The Hungarian researchers not only had the chance to try the software they had created in a real-world setting, in the system of a real multinational pharmaceutical company, but have also been receiving continuous, well-paying orders from the mega-company since 2017, which is also evident in their increasing revenue. But they have not been resting on their laurels: they have signed with another major pharmaceutical customer, and have managed to raise capital to the magnitude of EUR 500,000 euros over the last 12–18 months or so. More importantly, these funds are not from just any investor, but from the world-famous Esther Dyson and the Atlantic Labs investment company of Here Maps’ founder. (For start-ups, it makes a big difference who their investors are.) They also utilised the orders from Bayer and the seed investment to methodically increase the size of their team. Their aim is to build a company of 50 by the end of 2018, and last year, their revenue had already reached approximately HUF 107 million.
Currently, they are working on the next round of capital raising; in the Series A round, they are looking for a sum in the order of magnitude of millions of euros.
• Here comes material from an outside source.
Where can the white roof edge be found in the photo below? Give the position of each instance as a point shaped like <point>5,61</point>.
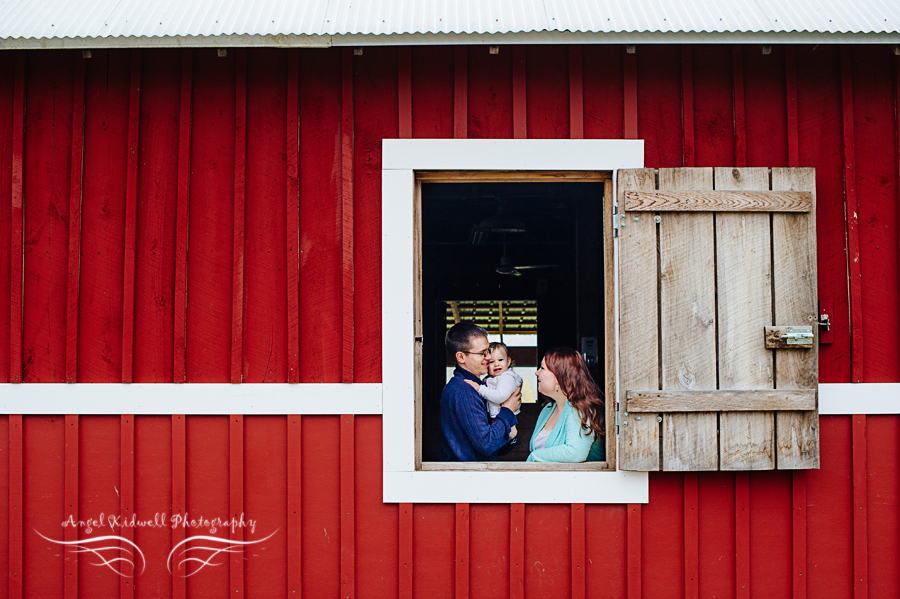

Their primary markets are the major European and American pharmaceutical companies. Accordingly, they are looking to open a sales office in the London or Boston areas, but would keep their primary activities (R&D) in Hungary. The main goal of development is to create a working cell model that serves the needs of cancer research better than the current ones. Currently, they can model 1,600 proteins, including their interactions, but soon, probably by the end of 2019, they will reach 4,000. Using those, they will be able to easily construct a production-ready piece of software that they will be able to sell not only to their two current major partners, but to others as well. As Szabolcs Nagy told us, they are in talks with virtually every major pharmaceutical manufacturer about utilising their invention, and their work and references so far are an excellent basis for this.